Microsoft asks for AI rules to minimize risk

Microsoft on Thursday approved a series of regulations for artificial intelligence, as the company manages concerns from governments around the world about the risks of rapidly changing technology.

Microsoft, which has promised to embed artificial intelligence in many of its products, has proposed regulations that include a requirement that systems used in critical infrastructure can be completely turned off or slowed down, such as an emergency braking system on a train. The company also called for laws to clarify when additional legal obligations apply to an AI system and for labels that clearly indicate when an image or video was produced by a computer.

“Companies need to step up,” Microsoft President Brad Smith said in an interview about the push for regulation. “The government needs to act faster.” He presented the proposals to an audience that included lawmakers at an event in downtown Washington on Thursday morning.

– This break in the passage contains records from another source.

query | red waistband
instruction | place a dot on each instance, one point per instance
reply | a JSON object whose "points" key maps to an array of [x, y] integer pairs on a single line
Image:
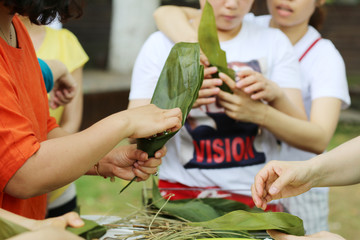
{"points": [[181, 191]]}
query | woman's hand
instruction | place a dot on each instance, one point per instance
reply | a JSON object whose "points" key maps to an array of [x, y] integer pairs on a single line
{"points": [[147, 120], [257, 86], [281, 179], [209, 89], [126, 162], [239, 106]]}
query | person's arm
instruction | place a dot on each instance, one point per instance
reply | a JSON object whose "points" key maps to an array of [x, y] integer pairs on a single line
{"points": [[311, 135], [61, 160], [281, 179], [258, 87], [65, 86], [174, 22], [72, 114]]}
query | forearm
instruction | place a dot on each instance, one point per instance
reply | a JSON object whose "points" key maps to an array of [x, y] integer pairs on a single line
{"points": [[289, 101], [338, 167], [74, 154], [72, 115], [12, 217], [299, 133], [174, 23]]}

The call for regulation punctuates an AI boom, with the release of chatbot ChatGPT in November sparking a flurry of interest. Companies such as Microsoft and Google’s parent company Alphabet have since rushed to integrate the technology into their products. This has fueled fears that companies are sacrificing security to achieve the next big hit before their competitors.

Lawmakers have publicly expressed concern that these AI products, which can generate text and images on their own, will create a flood of misinformation, be used by criminals and put people out of work. Washington regulators have pledged to be vigilant about scammers using AI and instances in which the systems perpetuate discrimination or make decisions that violate the law.

In response to this scrutiny, AI developers have increasingly called for shifting some of the burden of technology oversight onto government. Sam Altman, the chief executive of OpenAI, which makes ChatGPT and counts Microsoft as an investor, told a Senate subcommittee this month that the government should regulate the technology.

The maneuver echoes calls for new privacy or social media laws by internet companies such as Google and Facebook’s parent company Meta. In the United States, lawmakers have moved slowly on such calls, with few new federal rules on privacy or social media in recent years.

In the interview, Mr. Smith said that Microsoft was not trying to absolve itself of responsibility for managing new technology, as it offered specific ideas and was committed to carrying out some of them, whether the government acted or No.

“There is not one iota of abdication of responsibility,” he said.

He endorsed the idea, supported by Mr. Altman during his congressional testimony, that a government agency should require companies to obtain licenses to deploy “high-performance” AI models.

“That means you let the government know when you start testing,” Smith said. “You have to share the results with the government. Even when it is cleared for deployment, you have a duty to continue to monitor it and report to the government if any unexpected issues arise.

Microsoft, which made more than $22 billion from its cloud computing business in the first quarter, also said these high-risk systems should only be allowed to run in “licensed AI data centers.” . Mr Smith acknowledged the company would not be “badly placed” to offer such services, but said many US competitors could also provide them.

Microsoft added that governments should designate certain AI systems used in critical infrastructure as “high risk” and require that they have a “safety brake”. He compared this feature to “braking systems that engineers have long incorporated into other technologies such as elevators, school buses, and high-speed trains.”

In certain sensitive cases, Microsoft said, companies that provide AI systems should be aware of certain information about their customers. To protect consumers from deception, AI-created content should be required to carry a special label, the company said.

Mr Smith said companies should take legal “responsibility” for harms associated with AI. In some cases, he said, the responsible party could be the developer of an app like Microsoft’s Bing search engine that uses someone else’s underlying AI technology. Cloud companies could be responsible for adhering to security regulations and other rules, he added.

“We don’t necessarily have the best information or the best response, or we may not be the most credible speaker,” Smith said. “But, you know, right now, especially in Washington DC, people are looking for ideas.”